J'écarquille les yeux:
- C... ce qui fait de toi...
- Un Ackerman, ouais, finit-il. Et toi aussi, par alliance.
- Comme Mikasa et ses parents, fis-je songeuse.
- Tout ce qu'il savait, c'était que ma famille était déchue car mes ancêtres étaient en désaccord avec le premier roi. C'est pour ça que nous étions tous persécutés depuis des décennies. Et que ma mère ne m'a jamais dit mon nom.
- Je crois qu'elle a eu raison, avouais-je.
- Hum...
Un autre silence s'abattit dans la pièce. Livai ne bougeait pas d'un cil sur sa chaise. J'étais juste mal à l'aise. J'avais l'impression d'avoir perdu quelque chose avec lui. J'avais appris à lui parler et à le comprendre avec le temps. Mais là, je me retrouvai face à un parfait inconnu, en manque d'idée. Son doigt frottait son alliance, signe qu'il devait réfléchir nerveusement.
- Alors? Demanda-t-il.
Je baisse le regard et louche sur mes mains froides et abimées. Je serre mes lèvres et me racle la gorge.
- Cinq semaines, répondis-je en citant le médecin. Peut-être même six...
- Tch...
Peut-être qu'il avait espéré pendant un moment que je me sois trompée. Après tout, il aurait pu y avoir tellement de choses qui expliquent mon état. Une simple maladie... Mais non, sur ce coup, la malchance était de notre côté: j'étais bel et bien enceinte.
Le date était encore incertaine... Je me fiais au retard de mes règles qui est de six semaines mais je le suis peut-être depuis longtemps que ça.
J'avais tellement eu de retards dans ma vie... C'était devenu... une habitude.
- C'était un risque qu'on avait, murmurais-je. Mais...
- Hum?
- Il... y a peut-être un moyen de régler le problème, proposais-je timidement en relevant un regard plein de sous entendus.
- Tu es sérieuse? Pesta-t-il.
- Je dis juste ça comme ça.
Il se baissa vers moi, les yeux exorbités et la mâchoire serrée. Mon cœur rata un battement et je me reculai légèrement mais il agrippa mon poignet.
- Tu t'es déjà pavanée sachant que t'étais en cloque depuis plusieurs semaines. Il est hors de question que t'ailles crever sur une putain de table d'un cabinet clandestin!!

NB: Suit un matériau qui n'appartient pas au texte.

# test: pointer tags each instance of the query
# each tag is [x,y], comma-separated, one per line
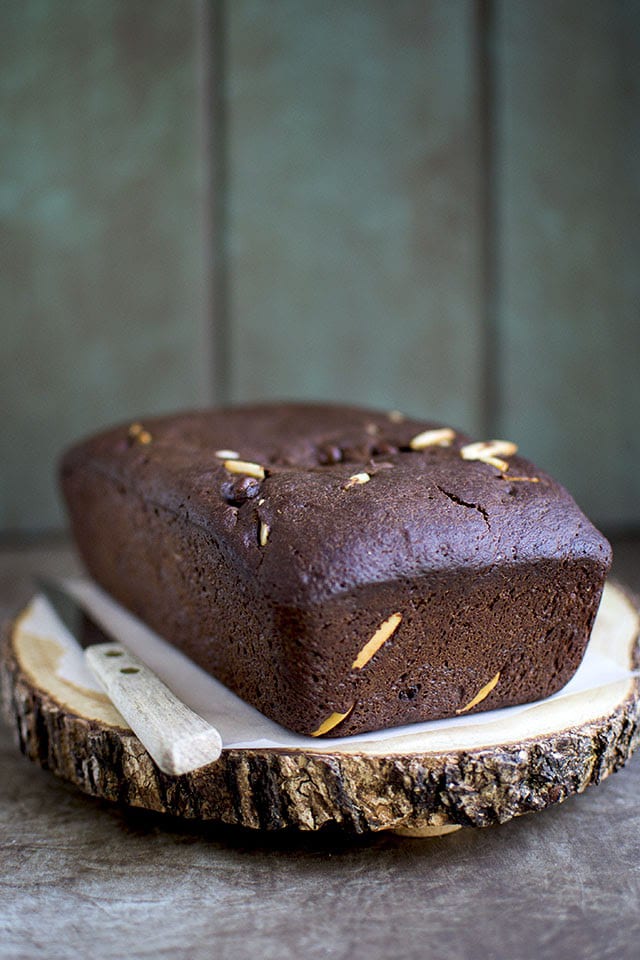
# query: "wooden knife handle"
[177,738]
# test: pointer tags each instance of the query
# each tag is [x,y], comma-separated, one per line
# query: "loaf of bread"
[340,569]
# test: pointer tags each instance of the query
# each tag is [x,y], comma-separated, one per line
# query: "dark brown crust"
[276,789]
[492,578]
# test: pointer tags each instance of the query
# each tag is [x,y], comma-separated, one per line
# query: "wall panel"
[103,292]
[353,206]
[568,213]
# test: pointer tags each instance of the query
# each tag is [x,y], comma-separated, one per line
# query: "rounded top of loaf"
[308,501]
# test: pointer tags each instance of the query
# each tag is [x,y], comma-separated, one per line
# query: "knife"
[178,739]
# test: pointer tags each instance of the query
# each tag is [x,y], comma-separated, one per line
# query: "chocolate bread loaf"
[340,569]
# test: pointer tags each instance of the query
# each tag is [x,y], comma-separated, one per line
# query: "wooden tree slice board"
[474,776]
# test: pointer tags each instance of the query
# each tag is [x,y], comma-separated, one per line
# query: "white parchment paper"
[241,726]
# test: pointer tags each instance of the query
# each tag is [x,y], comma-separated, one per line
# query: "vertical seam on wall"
[214,121]
[486,76]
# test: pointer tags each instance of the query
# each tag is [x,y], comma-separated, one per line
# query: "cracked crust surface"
[490,575]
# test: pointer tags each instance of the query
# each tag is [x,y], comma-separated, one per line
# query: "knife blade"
[178,739]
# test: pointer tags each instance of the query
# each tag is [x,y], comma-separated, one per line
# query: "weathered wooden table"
[81,878]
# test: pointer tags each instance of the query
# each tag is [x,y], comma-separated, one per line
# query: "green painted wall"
[423,204]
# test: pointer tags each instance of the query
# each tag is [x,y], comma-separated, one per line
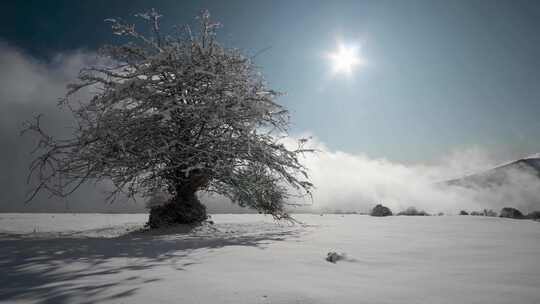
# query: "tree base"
[177,212]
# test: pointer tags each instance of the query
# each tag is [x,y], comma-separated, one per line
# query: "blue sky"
[440,75]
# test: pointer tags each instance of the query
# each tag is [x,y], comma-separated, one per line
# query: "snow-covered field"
[101,258]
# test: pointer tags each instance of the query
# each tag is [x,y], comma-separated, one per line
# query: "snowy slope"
[251,259]
[500,175]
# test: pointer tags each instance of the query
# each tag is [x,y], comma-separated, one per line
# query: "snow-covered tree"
[178,114]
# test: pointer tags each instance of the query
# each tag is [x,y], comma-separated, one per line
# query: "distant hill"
[500,175]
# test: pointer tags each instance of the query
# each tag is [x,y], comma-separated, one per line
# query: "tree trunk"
[183,208]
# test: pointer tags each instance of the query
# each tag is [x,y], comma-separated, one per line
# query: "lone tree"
[177,114]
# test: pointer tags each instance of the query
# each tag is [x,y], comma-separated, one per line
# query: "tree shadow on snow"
[50,270]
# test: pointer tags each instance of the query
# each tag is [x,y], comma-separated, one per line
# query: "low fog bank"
[344,181]
[350,182]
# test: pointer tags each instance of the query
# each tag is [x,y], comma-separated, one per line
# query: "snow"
[247,258]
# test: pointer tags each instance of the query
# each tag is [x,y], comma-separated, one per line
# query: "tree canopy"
[176,113]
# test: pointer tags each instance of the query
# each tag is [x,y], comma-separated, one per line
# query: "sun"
[345,59]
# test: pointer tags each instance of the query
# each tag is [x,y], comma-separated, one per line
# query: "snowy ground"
[89,258]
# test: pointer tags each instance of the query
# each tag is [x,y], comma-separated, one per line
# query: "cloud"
[29,87]
[356,182]
[344,181]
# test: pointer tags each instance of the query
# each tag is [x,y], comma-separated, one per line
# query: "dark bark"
[184,207]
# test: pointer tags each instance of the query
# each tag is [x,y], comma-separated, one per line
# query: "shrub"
[413,211]
[510,212]
[489,212]
[380,210]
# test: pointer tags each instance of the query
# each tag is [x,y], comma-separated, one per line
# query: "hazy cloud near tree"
[344,181]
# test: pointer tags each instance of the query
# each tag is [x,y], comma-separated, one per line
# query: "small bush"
[489,212]
[535,215]
[381,210]
[510,212]
[413,211]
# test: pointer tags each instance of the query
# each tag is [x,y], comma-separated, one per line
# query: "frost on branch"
[176,114]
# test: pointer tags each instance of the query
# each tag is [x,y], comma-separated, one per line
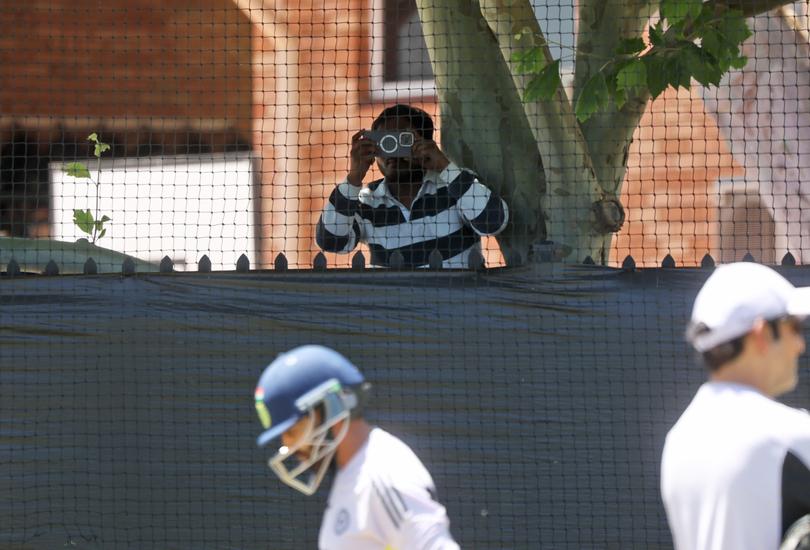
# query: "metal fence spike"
[629,264]
[128,266]
[358,261]
[51,268]
[204,265]
[90,267]
[435,260]
[707,261]
[476,261]
[13,268]
[396,260]
[242,264]
[514,258]
[319,263]
[166,265]
[280,263]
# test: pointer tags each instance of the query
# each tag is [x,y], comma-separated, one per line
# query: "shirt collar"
[431,183]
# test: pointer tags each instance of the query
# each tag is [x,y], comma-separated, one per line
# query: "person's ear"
[760,336]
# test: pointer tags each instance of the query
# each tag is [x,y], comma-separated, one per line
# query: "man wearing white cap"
[735,472]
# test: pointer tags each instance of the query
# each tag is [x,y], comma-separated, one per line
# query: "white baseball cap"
[735,296]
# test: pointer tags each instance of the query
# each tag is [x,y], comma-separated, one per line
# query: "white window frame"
[380,90]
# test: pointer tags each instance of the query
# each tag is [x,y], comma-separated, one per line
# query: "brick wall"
[293,81]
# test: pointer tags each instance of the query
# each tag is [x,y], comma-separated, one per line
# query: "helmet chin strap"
[305,474]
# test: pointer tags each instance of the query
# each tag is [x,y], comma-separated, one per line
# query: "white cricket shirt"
[384,498]
[734,472]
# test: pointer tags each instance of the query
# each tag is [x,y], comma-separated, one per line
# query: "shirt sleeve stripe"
[343,204]
[330,242]
[492,218]
[392,512]
[398,495]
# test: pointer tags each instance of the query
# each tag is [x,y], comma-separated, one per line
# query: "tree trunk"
[533,153]
[483,127]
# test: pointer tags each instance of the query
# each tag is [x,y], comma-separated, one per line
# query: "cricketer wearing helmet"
[309,401]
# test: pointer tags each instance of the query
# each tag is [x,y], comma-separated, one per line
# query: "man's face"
[783,356]
[299,432]
[401,169]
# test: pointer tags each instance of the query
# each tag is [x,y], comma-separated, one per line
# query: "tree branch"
[572,187]
[483,124]
[749,8]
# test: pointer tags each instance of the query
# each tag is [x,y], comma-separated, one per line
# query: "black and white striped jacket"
[450,213]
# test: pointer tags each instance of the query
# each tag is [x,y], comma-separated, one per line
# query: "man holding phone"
[423,203]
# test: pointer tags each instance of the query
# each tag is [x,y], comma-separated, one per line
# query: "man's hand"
[427,154]
[362,157]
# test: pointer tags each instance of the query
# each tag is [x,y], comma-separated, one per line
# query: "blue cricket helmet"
[293,375]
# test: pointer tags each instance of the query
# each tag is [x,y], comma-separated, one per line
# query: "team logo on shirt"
[342,522]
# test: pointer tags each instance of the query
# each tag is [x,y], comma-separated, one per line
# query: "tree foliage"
[691,40]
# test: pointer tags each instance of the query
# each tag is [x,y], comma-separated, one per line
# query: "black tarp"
[538,397]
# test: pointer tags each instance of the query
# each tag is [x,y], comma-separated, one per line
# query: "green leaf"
[620,98]
[84,220]
[100,148]
[100,145]
[77,170]
[657,80]
[530,61]
[632,76]
[630,46]
[712,43]
[657,34]
[594,97]
[676,11]
[544,85]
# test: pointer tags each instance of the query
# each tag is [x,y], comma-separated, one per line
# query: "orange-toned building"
[291,81]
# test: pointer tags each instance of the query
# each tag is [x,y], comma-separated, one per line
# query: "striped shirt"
[449,214]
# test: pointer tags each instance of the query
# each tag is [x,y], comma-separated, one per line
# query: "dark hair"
[719,355]
[419,120]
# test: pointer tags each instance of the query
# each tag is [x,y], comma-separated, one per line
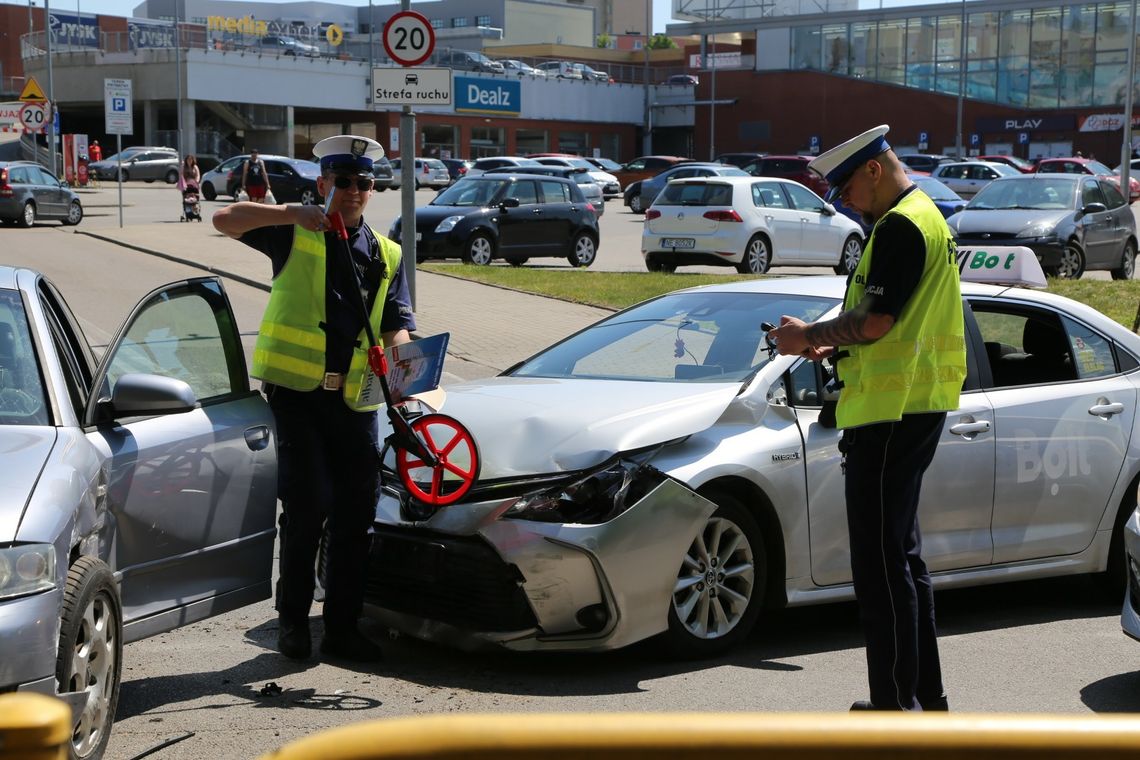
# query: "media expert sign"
[481,96]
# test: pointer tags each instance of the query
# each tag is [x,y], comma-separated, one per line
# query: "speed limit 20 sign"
[408,38]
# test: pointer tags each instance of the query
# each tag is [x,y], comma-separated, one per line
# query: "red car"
[1019,164]
[794,168]
[1086,166]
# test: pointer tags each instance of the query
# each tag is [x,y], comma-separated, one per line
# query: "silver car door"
[1063,422]
[192,496]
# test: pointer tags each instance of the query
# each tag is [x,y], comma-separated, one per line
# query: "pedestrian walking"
[900,356]
[311,353]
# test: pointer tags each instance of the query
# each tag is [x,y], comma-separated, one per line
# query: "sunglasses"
[344,182]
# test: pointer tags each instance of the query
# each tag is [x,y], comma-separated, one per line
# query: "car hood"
[1004,220]
[536,425]
[24,451]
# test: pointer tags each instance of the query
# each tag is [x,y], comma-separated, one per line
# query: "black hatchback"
[511,217]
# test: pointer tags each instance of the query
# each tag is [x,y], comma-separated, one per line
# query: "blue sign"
[74,31]
[485,96]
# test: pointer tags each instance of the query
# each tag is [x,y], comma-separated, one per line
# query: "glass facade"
[1060,56]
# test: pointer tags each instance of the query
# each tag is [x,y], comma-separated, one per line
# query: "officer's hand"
[310,218]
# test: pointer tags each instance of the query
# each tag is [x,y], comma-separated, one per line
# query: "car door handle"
[1106,409]
[257,438]
[971,428]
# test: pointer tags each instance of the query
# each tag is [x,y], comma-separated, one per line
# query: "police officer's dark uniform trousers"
[892,408]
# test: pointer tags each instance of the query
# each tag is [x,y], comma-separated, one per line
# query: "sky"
[662,9]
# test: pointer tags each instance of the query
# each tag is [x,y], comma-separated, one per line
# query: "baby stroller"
[190,206]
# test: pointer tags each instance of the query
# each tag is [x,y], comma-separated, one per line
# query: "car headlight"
[595,497]
[448,225]
[26,569]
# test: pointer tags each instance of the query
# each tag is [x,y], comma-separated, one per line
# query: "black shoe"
[352,645]
[293,639]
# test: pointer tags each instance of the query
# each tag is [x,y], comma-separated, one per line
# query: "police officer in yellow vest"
[900,354]
[311,354]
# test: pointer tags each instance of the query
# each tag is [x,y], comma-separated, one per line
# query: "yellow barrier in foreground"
[729,736]
[33,727]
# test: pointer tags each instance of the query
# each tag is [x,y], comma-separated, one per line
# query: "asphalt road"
[1044,646]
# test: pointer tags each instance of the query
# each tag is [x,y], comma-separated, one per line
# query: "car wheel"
[480,250]
[74,213]
[849,256]
[27,218]
[757,256]
[90,655]
[721,582]
[1072,264]
[1128,268]
[583,251]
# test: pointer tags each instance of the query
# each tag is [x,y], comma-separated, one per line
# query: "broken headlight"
[595,497]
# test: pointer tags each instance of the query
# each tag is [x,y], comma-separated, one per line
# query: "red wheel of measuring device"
[456,468]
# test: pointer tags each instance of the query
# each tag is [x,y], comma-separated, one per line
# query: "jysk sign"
[485,96]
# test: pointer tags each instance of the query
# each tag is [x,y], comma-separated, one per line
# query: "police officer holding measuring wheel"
[900,356]
[311,352]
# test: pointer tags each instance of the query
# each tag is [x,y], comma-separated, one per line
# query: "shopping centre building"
[996,76]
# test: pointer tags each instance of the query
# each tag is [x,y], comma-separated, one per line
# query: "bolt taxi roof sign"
[1000,264]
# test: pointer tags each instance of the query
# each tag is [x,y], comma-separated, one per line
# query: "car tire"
[27,215]
[583,250]
[1128,268]
[90,652]
[74,213]
[1072,264]
[479,250]
[757,258]
[849,255]
[697,603]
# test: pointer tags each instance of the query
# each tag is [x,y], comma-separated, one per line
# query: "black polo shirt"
[343,315]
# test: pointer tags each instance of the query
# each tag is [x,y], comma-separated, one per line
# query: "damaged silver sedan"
[660,474]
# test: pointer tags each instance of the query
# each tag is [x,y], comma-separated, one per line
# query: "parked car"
[966,178]
[751,223]
[1086,166]
[457,168]
[144,163]
[429,172]
[1071,222]
[469,60]
[643,168]
[520,68]
[507,217]
[1019,164]
[609,184]
[139,487]
[794,168]
[497,162]
[588,186]
[648,189]
[291,180]
[29,191]
[621,466]
[923,163]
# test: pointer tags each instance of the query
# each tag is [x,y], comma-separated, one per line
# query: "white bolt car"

Il avait haussé le ton à mesure qu'il parlait. Sa poigne se serrait autour de moi. Je frémis et réplique:
- Oui mais enfin, on n'en veut pas de cet enfant, Livai! Et qu'est-ce que je vais faire tout ce temps? Attendre sagement que mes camarades aillent se faire tuer pour récupérer le mur Maria?
- Oui, c'est ce que tu vas faire!
Je dégage mon poignet de sa main violemment. J'avais mal à la poitrine. Je rouspète:
- Non, je suis une soldate, une capitaine! Des gens comptent sur moi! L'humanité compte sur moi, m'énervais-je. C'est aussi mon travail, mes recherches, mon combat!! J'ai dédié ma vie à l'armée! Ca ne peut pas s'arrêter maintenant, je...
Ma voix déraille. Je retins à nouveau mes larmes. Mon cœur vibrait tellement fort qu'on pourrait croire qu'il allait sortir de ma poitrine.
- Tu... n'as pas le choix, Violet. Ce n'est... ni l'endroit ni le moment... pour...
- Je sais! Cinglais-je, les larmes aux yeux.
- C'est pourquoi tu vas devoir quitter ton poste, explique Livai en croisant ses doigts.
- Pardon? Livai, c'est hors de question! Et mon escouade? Hanji...
- Réfléchis, tu ne vas pas aller cueillir nos ennemis avec ce putain de gosse dans ton bide! Je vais m'arranger pour t'éloigner des combats discrètement.
- Tu es sérieux, murmurais-je, la voix meurtrie?
- Peu de gens savent que nous sommes mariés, j'aimerai encore moins qu'ils sachent qu'il y a un gamin à la clef. Ne le dis à personne.
- Très bien donc pendant 7 mois, je fais la morte, c'est ça? Et je reviens comme une fleur comme si de rien était?
- Non. On va trouver une maison entre les murs où tu pourras te cacher.
- U...une maison? Bégayais-je, abasourdie.
- Ouais. T'as merdé, Violet. Alors maintenant, tu fais ce que je te dis, quand je te le dis! C'est clair?